I carefully held it in my hand and he exclaimed, "I can do more than THAT!"

So Father blessed my ring, and then placed his palm against my forehead and blessed ME!

I thanked him with tears in my eyes; God had answered my prayer, He had displayed His love for me, the reassurance of his presence and fidelity to us in even our smallest crises.

After that day, every time I looked at that ring, I saw not only the love of Christ who died for us on the cross, but the personal love for each and every one of us.

Then, this morning, as I was bringing the dogs in from our walk, I took a look at the bush containing my own personal breadcrust. It's still there, still lodged within the branches. I wondered if it would turn green or just disintegrate eventually?

From there, my eyes happend to drop downward to a stone at the base of the bush. And next to the stone, directly beneath the breadcrut, was a glitter of silver. I looked more closely...and it was my ring!

How on EARTH did it get THERE!?

I have no idea. I wasn't wearing the ring at the time I last passed through that door on the day I lost it.

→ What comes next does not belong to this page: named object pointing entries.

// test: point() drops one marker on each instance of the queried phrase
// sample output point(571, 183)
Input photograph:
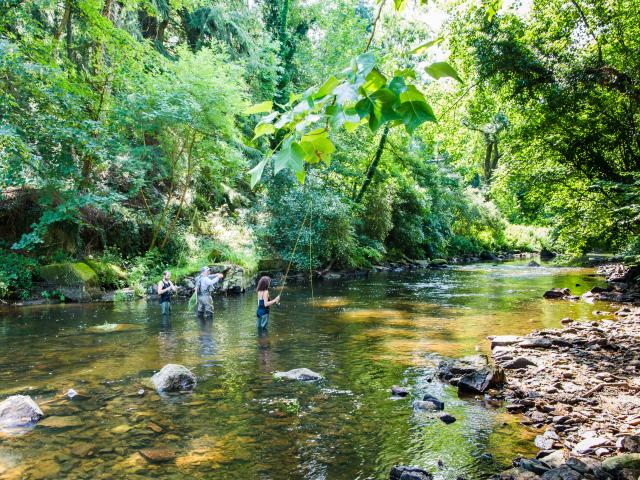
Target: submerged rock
point(61, 422)
point(302, 374)
point(158, 455)
point(403, 472)
point(446, 418)
point(19, 411)
point(480, 380)
point(399, 391)
point(174, 378)
point(520, 362)
point(439, 404)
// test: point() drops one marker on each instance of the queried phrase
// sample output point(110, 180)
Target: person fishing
point(165, 288)
point(262, 313)
point(204, 287)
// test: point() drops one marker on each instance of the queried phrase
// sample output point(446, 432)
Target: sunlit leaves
point(493, 8)
point(256, 172)
point(263, 107)
point(290, 156)
point(361, 94)
point(414, 109)
point(425, 46)
point(439, 70)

I don't wear the ring on dog walks, but only don it upon leaving for work or other things because of the design which has a propensity to get caught on things. I know for certain that on the day I'd lost it, it was not on my finger, and further, I'd been wearing gloves which I did not need to remove in order to open the door.

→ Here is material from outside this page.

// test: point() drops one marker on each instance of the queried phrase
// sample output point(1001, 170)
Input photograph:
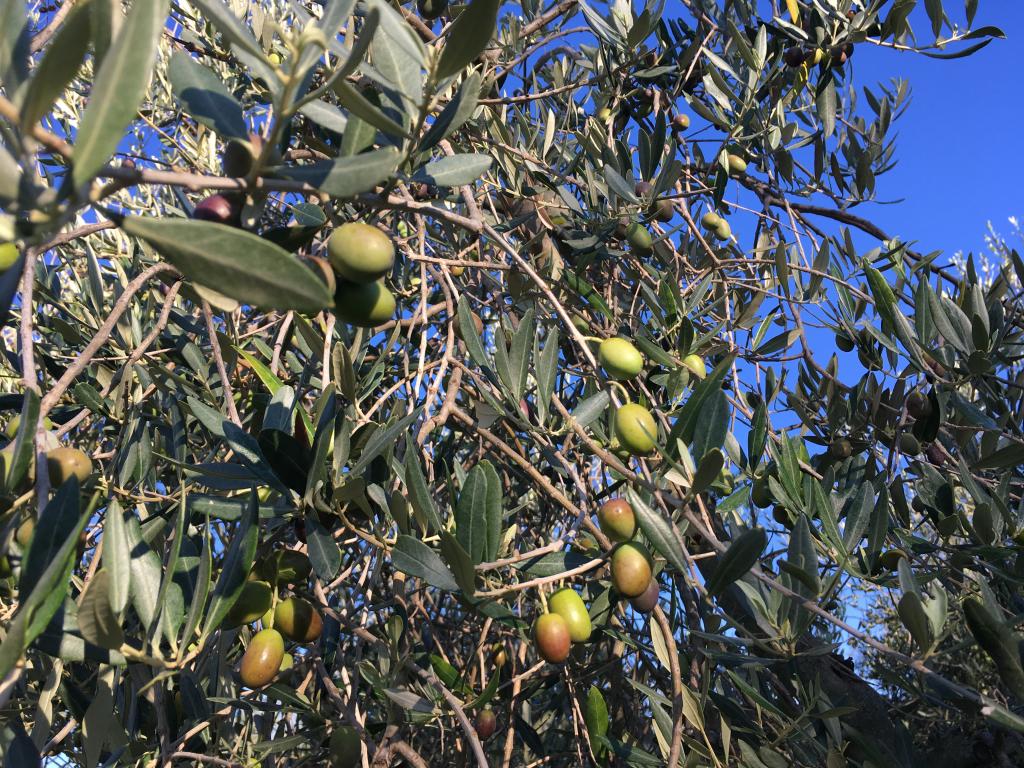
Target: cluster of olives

So how did the ring get there? Right there, with the mysterious breadcrust marking the very spot?

Thank you, St. Anthony. Yet another miracle to testify to God's love an fidelity.

Thank you, Jesus.

7 comments:

Adoro said...

Melody wrote:

My husband had one of those rosary rings like you are describing, given to him by a friend. He also lost it, and found it again, in a place we had looked before, after prayers to St. Anthony (we love St. Anthony, named one of our sons after him!) However, he lost the ring again, and this time he didn't find it. I told him that someone else must have needed to find it.

Adoro said...

Melody ~

I reposted your comment under this post as clearly this is where it belongs.

I think you might have made the comment while I was editing this post, so when you commented, it went under the Mother Teresa one, which of course made no sense in that context! LOL!

Sorry about the timing of that!

Anonymous said...

Thanks, Adoro! Yes, this is where it belongs.

Cathy_of_Alex said...

LKOTBC: What kind of bread is that? I may need to go buy a dozen loaves. :-)

Adoro said...

cathy ~ I'm pretty sure the bread didn't do it...it just became a marker. Maybe my angel put the ring under the bread so that I would see it. Maybe an angel put the bread there???

We'll never know, but as I said before: God Provides. :-)

teresa_anawim said...

I am reminded by this story that little seemingly insignificant things in my life ...have a purpose, and not the purpose and meaning I have in mind!
Thanks for posting this, adoro.

Anonymous said...

Maybe you lost the ring, so God could give you a bit of love. The priest from Africa--his loving smile and sincere blessing--ahhh--I can feel the love! What a delightful gift from God.